There have been growing calls for international sports bodies to take a stand against the violence in Gaza, with activists urging organizations to suspend or boycott Israeli teams and events. Campaigners argue that continuing sports ties without consequence normalizes the ongoing assault on Palestinian civilians and infrastructure.
“It starts with the commissioners for each sport. Because it was easy for them to say in the very beginning on Oct. 8, ‘We stand with Israel,’” argued Haj. “Every sporting body, professional teams, athletes all came out with a statement or spoke out and said they stand with Israel. It’s as simple as that.” He notes that, while high-profile professional athletes too often are afraid to speak up for fear of losing their corporate sponsorships, there has been a gradual shift in celebrities’ willingness to express condemnation against Israel. One recent example of a sports celebrity breaking their silence in solidarity is Mo Salah’s X post responding to UEFA’s tribute to Obeid, questioning the omission of details surrounding his death by asking, “Can you tell us how he died, where, and why?” The post was met with both praise and criticism from fans who had long questioned his perceived reluctance to speak on the genocide. (Meanwhile, DJ Khaled continues his disappearing act, for those who lost track.)

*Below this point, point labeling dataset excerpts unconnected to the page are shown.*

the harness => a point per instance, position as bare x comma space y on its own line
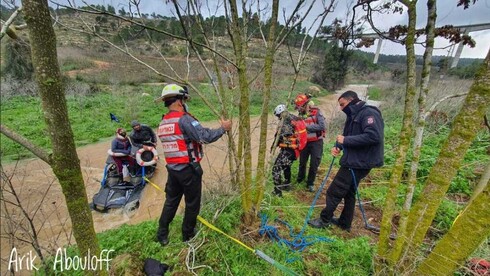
177, 147
310, 120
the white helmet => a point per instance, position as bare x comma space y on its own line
279, 109
173, 90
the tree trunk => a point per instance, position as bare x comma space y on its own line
404, 143
238, 35
466, 125
64, 159
419, 130
268, 64
455, 247
485, 177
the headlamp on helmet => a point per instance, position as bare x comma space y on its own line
279, 109
174, 91
301, 100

For Ihmoud, following professional sports in the U.S. has become fraught with tension. While he once attended multiple Chicago Bulls games a year, he now struggles with a “toxic relationship” with sports leagues that largely ignore the ongoing violence in Gaza. Watching these games feels like a reminder of the dissonance between the relative comfort of life in the diaspora and the suffering of those back home. “I’m just like a normal sports fan. I’m emotional and I’m just going to keep going back and forth, back and forth, and, you know, it’s a toxic relationship. (But) if there’s 30 guys on a team, I’m hoping 25 of them are on the right side of history. I’ve been in locker rooms and there’s always going to be like two or three pieces of shit.”
In the days after Mustafa’s killing, the Palestinian Baseball and Softball Federation drafted a letter to the WBSC, urging it to condemn Israel and suspend its membership. “Mustafa Ahmad Abd Tafesh, an infielder and outfielder for our national team, was martyred in an Israeli airstrike near his home in Gaza City,” the letter began. His name was followed by Murad’s and those of younger athletes who never got to leave Gaza.
“Mustafa dreamed of traveling, of representing Palestine,” said his uncle Mahmoud. “He wanted to join the players abroad and raise the flag.” But the dream will not disappear with the loss of Mustafa and Murad. “Though we cry for them, we will continue. We will show the world that baseball is still alive in Palestine. That Palestine is still alive.”
“Everything will be under the name of all our martyrs,” Haj said. “Because that’s who we’re representing and that’s what we play for every single time we go out and play. We go out and play for a free Palestine.”